About
A lightweight server that enables MCP clients to send, read, delete, and manage Gmail messages with user confirmation, leveraging OAuth2 for secure access.
Capabilities
The Gmail Model Context Protocol (MCP) server bridges the gap between AI assistants and personal email workflows. It exposes a concise set of tools that let an assistant read, send, delete, and organize Gmail messages while preserving user control through explicit prompts. This design aligns with privacy best practices: the assistant can only perform actions after a user explicitly confirms each request, ensuring that sensitive communications remain under human supervision.
At its core, the server provides six primary tools. send-email delivers messages to any address, capturing status and a unique message ID for tracking. trash-email moves selected messages to the trash, while mark-email-as-read updates read flags without retrieving content. For inbox management, get-unread-emails lists all unread messages and read-email fetches the full content of a chosen email, automatically marking it as read. Finally, open-email launches the message in the default web browser, offering a quick visual review.
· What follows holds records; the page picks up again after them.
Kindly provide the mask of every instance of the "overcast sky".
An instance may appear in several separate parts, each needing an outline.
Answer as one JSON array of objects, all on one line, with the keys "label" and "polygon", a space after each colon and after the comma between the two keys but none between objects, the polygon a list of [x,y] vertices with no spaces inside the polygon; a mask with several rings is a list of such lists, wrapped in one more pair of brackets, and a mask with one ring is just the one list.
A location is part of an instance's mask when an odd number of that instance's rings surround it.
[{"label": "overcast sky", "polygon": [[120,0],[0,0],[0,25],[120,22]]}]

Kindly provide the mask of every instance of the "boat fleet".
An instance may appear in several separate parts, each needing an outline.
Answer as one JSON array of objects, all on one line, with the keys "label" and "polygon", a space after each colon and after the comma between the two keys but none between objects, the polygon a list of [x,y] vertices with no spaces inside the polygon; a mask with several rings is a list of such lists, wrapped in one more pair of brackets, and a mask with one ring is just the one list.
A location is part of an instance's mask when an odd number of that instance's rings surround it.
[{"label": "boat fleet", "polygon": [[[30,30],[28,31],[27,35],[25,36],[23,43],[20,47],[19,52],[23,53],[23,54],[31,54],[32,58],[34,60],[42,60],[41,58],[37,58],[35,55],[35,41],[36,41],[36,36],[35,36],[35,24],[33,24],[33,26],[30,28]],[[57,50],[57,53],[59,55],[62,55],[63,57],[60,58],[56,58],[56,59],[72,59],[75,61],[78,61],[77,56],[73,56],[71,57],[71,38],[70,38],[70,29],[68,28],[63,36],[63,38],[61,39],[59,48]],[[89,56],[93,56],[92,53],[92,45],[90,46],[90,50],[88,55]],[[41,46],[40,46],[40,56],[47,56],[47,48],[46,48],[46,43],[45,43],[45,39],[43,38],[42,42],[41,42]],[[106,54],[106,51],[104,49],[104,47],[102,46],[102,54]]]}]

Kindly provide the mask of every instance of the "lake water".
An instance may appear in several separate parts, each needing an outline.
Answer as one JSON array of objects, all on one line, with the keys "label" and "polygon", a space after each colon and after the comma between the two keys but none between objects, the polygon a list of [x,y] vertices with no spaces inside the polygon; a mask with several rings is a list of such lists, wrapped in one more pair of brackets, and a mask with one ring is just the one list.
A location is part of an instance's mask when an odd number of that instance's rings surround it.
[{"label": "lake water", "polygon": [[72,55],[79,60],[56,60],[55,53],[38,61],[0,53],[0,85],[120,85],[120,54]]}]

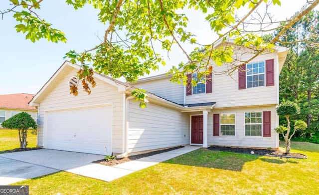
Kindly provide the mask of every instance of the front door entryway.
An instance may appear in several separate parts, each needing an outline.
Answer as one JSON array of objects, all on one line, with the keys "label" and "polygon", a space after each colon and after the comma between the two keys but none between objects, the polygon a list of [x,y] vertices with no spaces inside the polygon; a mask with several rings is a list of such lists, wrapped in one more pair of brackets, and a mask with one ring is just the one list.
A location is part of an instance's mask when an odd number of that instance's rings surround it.
[{"label": "front door entryway", "polygon": [[203,144],[203,116],[191,116],[191,143]]}]

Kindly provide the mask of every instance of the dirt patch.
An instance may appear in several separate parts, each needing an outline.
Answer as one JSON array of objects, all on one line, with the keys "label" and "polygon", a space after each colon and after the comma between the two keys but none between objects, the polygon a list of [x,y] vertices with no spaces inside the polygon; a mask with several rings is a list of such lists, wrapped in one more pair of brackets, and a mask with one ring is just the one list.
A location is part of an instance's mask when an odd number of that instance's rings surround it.
[{"label": "dirt patch", "polygon": [[98,163],[99,164],[106,165],[108,166],[115,166],[116,165],[120,164],[121,163],[125,163],[127,162],[134,161],[135,160],[138,160],[144,157],[149,157],[150,156],[155,155],[158,154],[162,153],[165,152],[171,151],[172,150],[178,149],[179,148],[184,148],[184,146],[177,146],[174,148],[170,148],[167,149],[159,150],[157,151],[154,151],[149,152],[148,153],[141,154],[140,155],[131,156],[128,157],[124,157],[119,159],[112,159],[111,161],[106,161],[105,159],[102,159],[98,161],[93,161],[93,163]]},{"label": "dirt patch", "polygon": [[16,148],[15,149],[12,150],[3,150],[2,151],[0,151],[0,154],[4,154],[4,153],[10,153],[11,152],[23,152],[23,151],[28,151],[29,150],[39,150],[42,149],[41,148]]},{"label": "dirt patch", "polygon": [[254,148],[243,148],[225,147],[222,146],[213,146],[208,148],[210,150],[219,151],[231,152],[242,154],[251,154],[253,152],[254,155],[261,156],[268,156],[278,157],[295,158],[297,159],[307,159],[307,157],[302,154],[290,153],[286,154],[281,151],[276,151],[267,149],[257,149]]}]

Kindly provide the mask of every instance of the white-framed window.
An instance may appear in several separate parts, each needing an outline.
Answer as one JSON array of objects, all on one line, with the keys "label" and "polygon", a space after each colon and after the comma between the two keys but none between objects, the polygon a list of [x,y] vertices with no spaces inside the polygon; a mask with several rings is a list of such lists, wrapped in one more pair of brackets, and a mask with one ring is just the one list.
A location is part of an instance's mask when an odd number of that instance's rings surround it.
[{"label": "white-framed window", "polygon": [[0,110],[0,123],[5,120],[5,111]]},{"label": "white-framed window", "polygon": [[265,61],[250,63],[246,66],[247,88],[265,86]]},{"label": "white-framed window", "polygon": [[234,136],[235,113],[223,113],[220,114],[220,125],[221,136]]},{"label": "white-framed window", "polygon": [[245,135],[261,136],[263,116],[261,112],[245,113]]},{"label": "white-framed window", "polygon": [[206,92],[206,84],[203,83],[203,80],[204,79],[202,78],[198,78],[196,73],[193,73],[192,79],[195,79],[197,81],[197,84],[193,86],[193,94],[197,94],[198,93],[203,93]]},{"label": "white-framed window", "polygon": [[13,117],[13,116],[15,115],[16,114],[18,114],[19,113],[20,113],[21,112],[20,111],[11,111],[11,117]]}]

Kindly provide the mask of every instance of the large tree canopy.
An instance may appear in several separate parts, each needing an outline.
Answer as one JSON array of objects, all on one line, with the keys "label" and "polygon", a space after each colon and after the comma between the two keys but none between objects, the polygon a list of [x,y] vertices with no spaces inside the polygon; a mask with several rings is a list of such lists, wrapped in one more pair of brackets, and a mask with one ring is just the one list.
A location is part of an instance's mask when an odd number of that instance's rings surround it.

Each tool is intentionally lightweight, returning only essential metadata and success confirmations to keep the conversation flow smooth.
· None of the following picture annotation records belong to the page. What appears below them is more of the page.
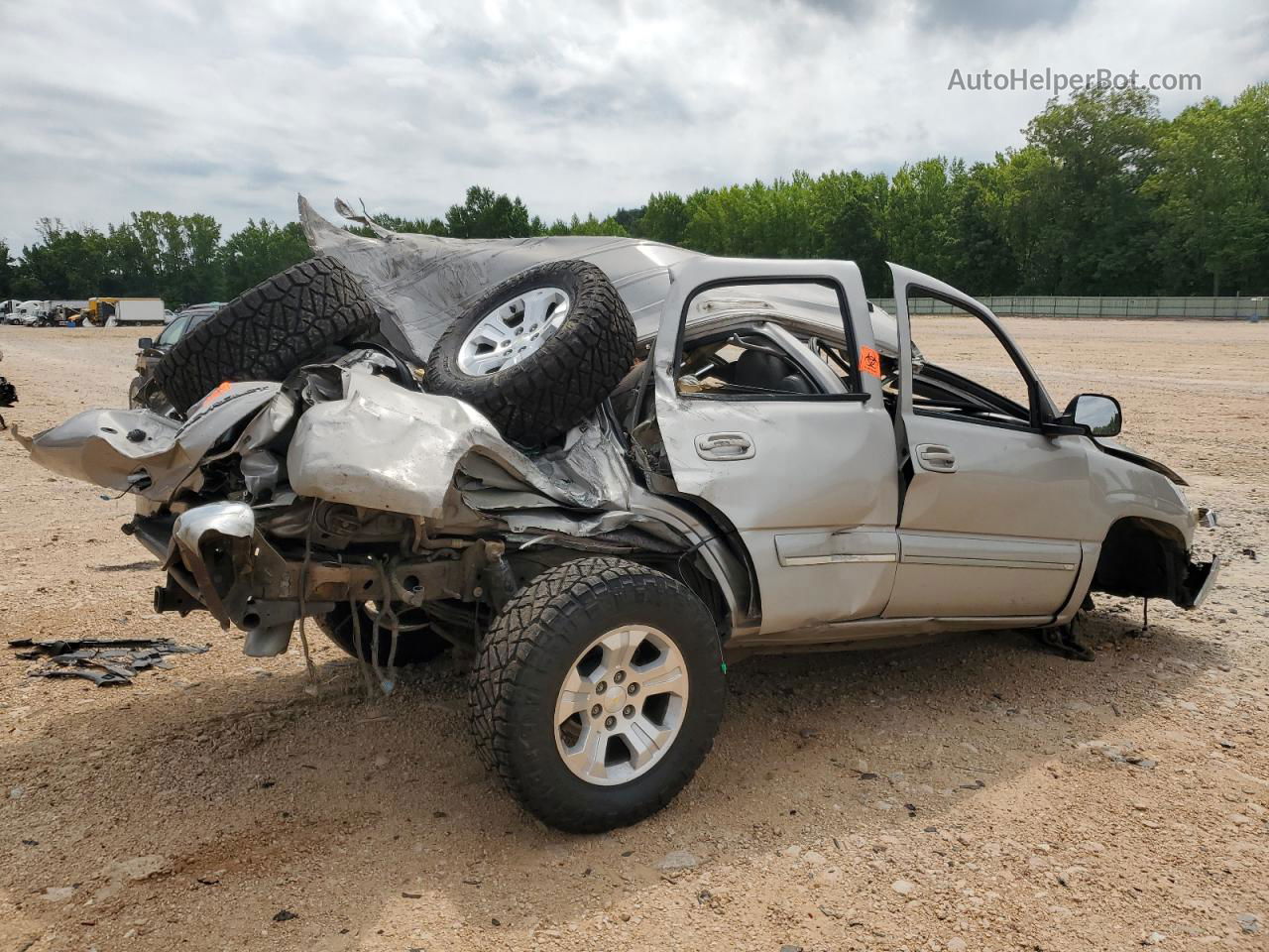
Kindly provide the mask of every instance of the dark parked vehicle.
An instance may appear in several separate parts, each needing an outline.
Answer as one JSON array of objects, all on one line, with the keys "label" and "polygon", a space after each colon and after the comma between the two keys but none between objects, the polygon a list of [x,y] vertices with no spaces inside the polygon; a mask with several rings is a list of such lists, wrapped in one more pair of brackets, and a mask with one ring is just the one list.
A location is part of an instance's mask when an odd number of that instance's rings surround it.
[{"label": "dark parked vehicle", "polygon": [[137,340],[137,376],[128,385],[128,406],[136,409],[147,406],[152,397],[162,395],[154,387],[151,377],[157,363],[171,350],[173,344],[180,340],[199,324],[221,310],[220,302],[207,305],[190,305],[184,311],[171,319],[171,322],[162,329],[157,338],[141,338]]}]

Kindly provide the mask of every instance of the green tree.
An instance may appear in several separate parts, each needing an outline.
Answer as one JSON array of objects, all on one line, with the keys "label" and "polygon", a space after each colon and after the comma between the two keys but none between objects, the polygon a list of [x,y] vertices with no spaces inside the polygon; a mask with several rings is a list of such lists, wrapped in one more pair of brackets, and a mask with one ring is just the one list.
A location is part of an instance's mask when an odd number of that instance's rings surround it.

Developers can integrate this server into existing MCP workflows by configuring a simple command that launches the Gmail client with OAuth credentials and token storage paths. Once running, any MCP-enabled assistant—such as Claude Desktop—can query the server’s tool registry and invoke email operations. The authentication flow, which opens a browser for user consent, is handled automatically; tokens are cached in a secure local file for future sessions.
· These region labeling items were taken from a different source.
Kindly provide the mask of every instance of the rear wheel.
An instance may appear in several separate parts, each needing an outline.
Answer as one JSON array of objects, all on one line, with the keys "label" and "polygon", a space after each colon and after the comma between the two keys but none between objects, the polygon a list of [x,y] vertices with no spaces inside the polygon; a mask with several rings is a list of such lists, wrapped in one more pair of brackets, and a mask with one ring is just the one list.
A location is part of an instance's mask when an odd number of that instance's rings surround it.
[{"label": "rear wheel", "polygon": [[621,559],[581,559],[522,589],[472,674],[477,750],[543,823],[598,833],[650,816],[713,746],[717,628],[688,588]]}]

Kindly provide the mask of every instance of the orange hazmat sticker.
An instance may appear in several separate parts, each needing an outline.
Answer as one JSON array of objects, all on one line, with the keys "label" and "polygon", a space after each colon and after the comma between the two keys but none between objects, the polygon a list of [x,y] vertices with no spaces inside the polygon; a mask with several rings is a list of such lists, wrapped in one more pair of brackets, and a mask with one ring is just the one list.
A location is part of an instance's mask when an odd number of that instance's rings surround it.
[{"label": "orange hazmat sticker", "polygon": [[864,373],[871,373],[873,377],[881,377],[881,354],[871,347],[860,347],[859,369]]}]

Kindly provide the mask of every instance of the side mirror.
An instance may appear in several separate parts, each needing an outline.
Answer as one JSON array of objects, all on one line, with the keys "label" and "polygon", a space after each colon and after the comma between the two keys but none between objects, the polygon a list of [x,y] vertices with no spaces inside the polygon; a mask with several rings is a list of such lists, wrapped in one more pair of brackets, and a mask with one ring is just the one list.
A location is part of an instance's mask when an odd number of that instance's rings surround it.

Real‑world use cases abound. A project manager could ask an assistant to draft a status email to stakeholders, have the assistant compose and send it after confirmation, and then retrieve the message ID for audit purposes. A support agent might request unread customer inquiries, read them through the assistant’s interface, and then archive or delete resolved tickets. In research settings, an AI can help curate newsletters by pulling unread academic papers and forwarding them to collaborators.
What sets this MCP server apart is its blend of simplicity, security, and user‑centric design. By limiting actions to confirmed prompts and exposing only essential email operations, it offers developers a trustworthy toolset that integrates seamlessly into conversational AI pipelines without compromising privacy or requiring complex configuration.